Fun with magic hashes in Python

Over the past three months, I took part in the Kaggle Code Golf competition as part of jailctf merger. The event recently ended, and to our surprise, we ended up taking second place and walking away with a $20,000 prize 🤑.

If you’ve never heard of code golf, it’s a kind of recreational sport where you try to solve a programming task in as few bytes as possible. Despite being a silly exercise, I think it promotes a really interesting combination of algorithms, math, and cursed language tricks.

Throughout the competition, we had to golf 400 grid-based problems in Python, all sourced from the ARC-AGI v1 dataset. In this post, I want to talk about my favourite task, Task 48, which I solved using a technique called magic hashing.
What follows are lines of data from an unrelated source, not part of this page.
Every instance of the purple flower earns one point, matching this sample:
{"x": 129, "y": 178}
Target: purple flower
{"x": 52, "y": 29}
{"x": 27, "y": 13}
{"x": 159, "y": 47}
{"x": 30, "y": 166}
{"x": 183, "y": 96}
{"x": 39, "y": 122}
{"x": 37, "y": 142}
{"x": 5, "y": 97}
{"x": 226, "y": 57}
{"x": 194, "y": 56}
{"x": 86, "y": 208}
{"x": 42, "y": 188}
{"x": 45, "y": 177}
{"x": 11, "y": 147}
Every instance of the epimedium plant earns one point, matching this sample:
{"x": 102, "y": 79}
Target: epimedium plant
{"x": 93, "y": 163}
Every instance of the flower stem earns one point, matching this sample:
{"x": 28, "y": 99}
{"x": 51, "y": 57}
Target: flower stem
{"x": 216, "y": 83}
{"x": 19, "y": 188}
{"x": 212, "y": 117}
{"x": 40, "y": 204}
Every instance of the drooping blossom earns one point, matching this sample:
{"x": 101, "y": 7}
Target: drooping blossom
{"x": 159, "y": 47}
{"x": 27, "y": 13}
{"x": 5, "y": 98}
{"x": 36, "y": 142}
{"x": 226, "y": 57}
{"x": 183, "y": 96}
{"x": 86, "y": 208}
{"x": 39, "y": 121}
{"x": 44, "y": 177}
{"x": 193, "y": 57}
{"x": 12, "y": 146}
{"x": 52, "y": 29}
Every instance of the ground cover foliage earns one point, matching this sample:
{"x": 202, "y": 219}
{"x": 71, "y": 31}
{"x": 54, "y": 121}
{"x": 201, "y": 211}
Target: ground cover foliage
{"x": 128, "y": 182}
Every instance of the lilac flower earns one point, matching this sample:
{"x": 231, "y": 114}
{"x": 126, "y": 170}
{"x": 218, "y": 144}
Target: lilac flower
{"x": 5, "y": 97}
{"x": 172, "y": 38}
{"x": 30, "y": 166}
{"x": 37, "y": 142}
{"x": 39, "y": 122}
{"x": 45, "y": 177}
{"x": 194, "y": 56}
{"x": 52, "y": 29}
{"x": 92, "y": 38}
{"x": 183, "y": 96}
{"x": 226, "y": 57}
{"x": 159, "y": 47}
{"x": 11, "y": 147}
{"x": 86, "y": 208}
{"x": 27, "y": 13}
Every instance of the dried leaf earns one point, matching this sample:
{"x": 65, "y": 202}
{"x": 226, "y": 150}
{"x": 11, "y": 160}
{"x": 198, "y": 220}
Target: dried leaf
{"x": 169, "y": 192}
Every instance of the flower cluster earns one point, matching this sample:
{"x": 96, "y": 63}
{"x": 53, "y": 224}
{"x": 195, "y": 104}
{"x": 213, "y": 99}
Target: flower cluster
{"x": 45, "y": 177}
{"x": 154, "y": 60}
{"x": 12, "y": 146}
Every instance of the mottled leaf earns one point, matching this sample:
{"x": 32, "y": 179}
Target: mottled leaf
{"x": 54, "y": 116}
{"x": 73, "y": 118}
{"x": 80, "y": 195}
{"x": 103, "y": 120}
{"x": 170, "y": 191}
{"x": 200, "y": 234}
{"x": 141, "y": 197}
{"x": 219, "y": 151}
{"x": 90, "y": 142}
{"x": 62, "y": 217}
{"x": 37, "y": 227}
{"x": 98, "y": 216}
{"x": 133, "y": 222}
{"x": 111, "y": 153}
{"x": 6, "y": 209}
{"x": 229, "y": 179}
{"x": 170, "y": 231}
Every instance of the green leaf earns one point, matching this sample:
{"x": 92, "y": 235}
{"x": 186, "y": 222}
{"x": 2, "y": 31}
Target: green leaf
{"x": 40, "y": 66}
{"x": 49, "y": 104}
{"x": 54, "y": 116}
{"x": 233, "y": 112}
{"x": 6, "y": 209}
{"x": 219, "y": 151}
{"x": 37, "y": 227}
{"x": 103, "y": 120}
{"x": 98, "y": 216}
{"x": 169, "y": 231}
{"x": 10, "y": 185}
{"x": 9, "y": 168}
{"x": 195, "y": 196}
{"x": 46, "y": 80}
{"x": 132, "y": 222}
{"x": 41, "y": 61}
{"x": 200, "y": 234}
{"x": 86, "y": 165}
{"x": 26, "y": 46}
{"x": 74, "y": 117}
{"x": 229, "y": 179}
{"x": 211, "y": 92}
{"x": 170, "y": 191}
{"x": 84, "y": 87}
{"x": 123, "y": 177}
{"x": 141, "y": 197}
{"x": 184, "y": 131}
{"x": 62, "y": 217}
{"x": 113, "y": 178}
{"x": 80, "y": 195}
With it, I managed to obtain the leading 92-byte solution, later improved to 91 bytes after some post-mortem discussions with other teams.

This post serves as both an introduction to magic hashing techniques, and a detailed breakdown of the ideas and optimizations that made Task 48 an interesting problem to crack.

Setup#

Task 48 Example — Example grid for Task 48

Problem: Given an input grid consisting of black (0), red (2) and cyan (8), determine whether there is a cyan path connecting the two red blocks through a series of adjacent connections.

Output: A 1x1 grid that is cyan if a path exists, and black otherwise.

In this competition, all of the solutions were written in Python, and each submission had to define a function p(g) that accepts an input grid g and returns the corresponding output grid, e.g.

task048.py

p=lambda g:...

At first glance, this looks like a standard pathfinding task.

But two details that make this problem interesting:

The output is binary, either 0 or 8
The server validates the solution against 270 fixed test cases

Since there are only two possible outputs and a fixed number of test cases, it can actually be solved by hardcoding shorter than it can be solved legit. But to hardcode it efficiently, we’ll need to use a magic hash.

Magic hashing#

Suppose we want a formula that maps:

1 -> 3
2 -> 4
3 -> 1

The straightforward approach is to use a lookup table like [0,3,4,1][x]. It works, but it’s not particularly short.

Instead, we should look for an arithmetic expression that happens to yield the correct mapping. This is the optimal 6-byte expression: 4+9%~x.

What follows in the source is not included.